Intensive care trainee accreditation halted at St George Hospital

Following a visit by the College of Intensive Care Medicine of Australia and New Zealand, St George Hospital's ICU unit has not had its teaching accreditation renewed.
Following a visit by the College of Intensive Care Medicine of Australia and New Zealand, St George Hospital's ICU unit has not had its teaching accreditation renewed.

St George Hospital's intensive care unit has been told it cannot train junior doctors after apparent reports of 'bullying' within the unit.
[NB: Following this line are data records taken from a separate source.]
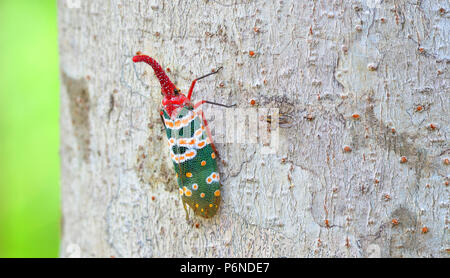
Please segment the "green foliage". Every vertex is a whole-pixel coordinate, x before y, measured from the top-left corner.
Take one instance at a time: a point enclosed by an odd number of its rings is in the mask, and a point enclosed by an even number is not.
[[[0,257],[59,249],[55,0],[0,0]]]

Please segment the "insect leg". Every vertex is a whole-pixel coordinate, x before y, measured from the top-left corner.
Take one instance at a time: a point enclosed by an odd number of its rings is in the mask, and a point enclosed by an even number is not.
[[[164,128],[166,128],[166,123],[164,122],[163,116],[161,114],[159,114],[159,116],[161,117],[161,122],[163,123]]]
[[[202,104],[204,104],[204,103],[208,103],[208,104],[212,104],[212,105],[217,105],[217,106],[222,106],[222,107],[225,107],[225,108],[231,108],[231,107],[236,106],[236,104],[226,105],[226,104],[217,103],[217,102],[212,102],[212,101],[208,101],[208,100],[201,100],[201,101],[197,102],[197,103],[194,105],[194,109],[196,109],[197,107],[199,107],[200,105],[202,105]]]
[[[186,206],[186,202],[184,200],[183,200],[183,207],[184,207],[184,211],[186,212],[186,221],[189,221],[189,211]]]
[[[192,96],[192,92],[194,91],[195,83],[197,83],[198,80],[203,79],[203,78],[205,78],[205,77],[208,77],[208,76],[210,76],[210,75],[212,75],[212,74],[216,74],[216,73],[218,73],[222,68],[223,68],[223,67],[220,67],[220,68],[218,68],[216,71],[213,71],[213,72],[211,72],[211,73],[205,74],[205,75],[203,75],[203,76],[200,76],[200,77],[194,79],[194,81],[192,81],[191,87],[189,88],[189,92],[188,92],[187,98],[188,98],[189,100],[191,100],[191,96]]]
[[[219,155],[219,153],[217,152],[216,146],[214,145],[214,142],[213,142],[213,139],[211,136],[211,131],[209,130],[208,122],[205,119],[205,115],[203,114],[203,111],[201,111],[201,110],[198,113],[200,113],[200,117],[202,118],[203,124],[205,125],[205,128],[206,128],[206,133],[208,134],[208,138],[211,141],[211,148],[217,155]]]
[[[207,100],[201,100],[201,101],[197,102],[194,105],[194,109],[197,109],[200,105],[202,105],[204,103],[219,105],[219,106],[223,106],[223,107],[226,107],[226,108],[230,108],[230,107],[236,106],[236,104],[225,105],[225,104],[215,103],[215,102],[211,102],[211,101],[207,101]],[[206,132],[208,134],[209,140],[211,141],[211,147],[212,147],[213,151],[217,154],[217,156],[219,156],[219,152],[217,151],[216,146],[213,143],[212,136],[211,136],[211,131],[209,130],[208,122],[206,121],[205,115],[203,114],[203,111],[201,111],[201,110],[200,110],[199,113],[201,114],[201,118],[202,118],[203,124],[206,127]]]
Hospital management was informed that the latest visit by the College of Intensive Care Medicine of Australia and New Zealand resulted in the unit not having its teaching accreditation renewed.

St George Hospital is a principal teaching hospital of the University of NSW. It is the largest hospital within the local health district and among the leading centre for trauma and emergency management in the state.

Training towards the Fellowship of the College must be undertaken in hospitals accredited for training. Inspections occur every five years, unless the Hospital Accreditation Committee or Board deem it necessary to conduct an inspection in the interim.

Hospital general manager Leisa Rathborne confirms accreditation has not been renewed due to "cultural issues" within the unit.

She says it is business as usual for patients.

"Teaching accreditation is a process that determines the ability of a hospital to provide a suitable training experience for a medical specialist trainee," she said.

"The ICU remains fully operational and appropriately staffed.

"Patients at St George Hospital will continue to receive the highest quality care in the Hospital's ICU."

The unit's multi-disciplinary team include medical staff specialists, postgraduate fellow, advanced trainees, junior medical staff and nursing staff.

Nine reports that accreditation loss was a "last resort" and may now lead to a reduction in staff, and health minister Brad Hazzard stated that the result was "disturbing".

On its website, the hospital's intensive care unit states that to ensure optimum functioning of the team and effective patient outcomes, it encourages "respect and treatment between team members, best use of the skill mix within the team, good communication on all levels and agreed systems and protocols for interaction between team members."

But a recent survey into staff well-being revealed only 37 per cent of responders in the South Eastern Sydney Local Health District felt there was a culture that that dealt effectively with discrimination, bullying and sexual harrassment.

This was lower than the state's overall response rate of 43 per cent.

Results were published as part of the Your Training and Wellbeing Matters Junior Medical Officers (JMO) Survey, undertaken from October-November 2018.

An initiative of NSW Health, it provides junior medical officers an opportunity to give confidential feedback on their experiences in the workplace and training strengths, concerns and challenges.

State-wide, 63 per cent of responders (accredited trainees in intensive care) felt they were treated fairly and with respect, regardless of their position.

Resonders also stated that senior doctors were those who were most responsible as the source of bullying.

Ms Rathborne says St George Hospital management will continue to work with the ICU staff and the college to resolve the matter to restore teaching accreditation as soon as possible. An external review into the claims is expected in coming weeks.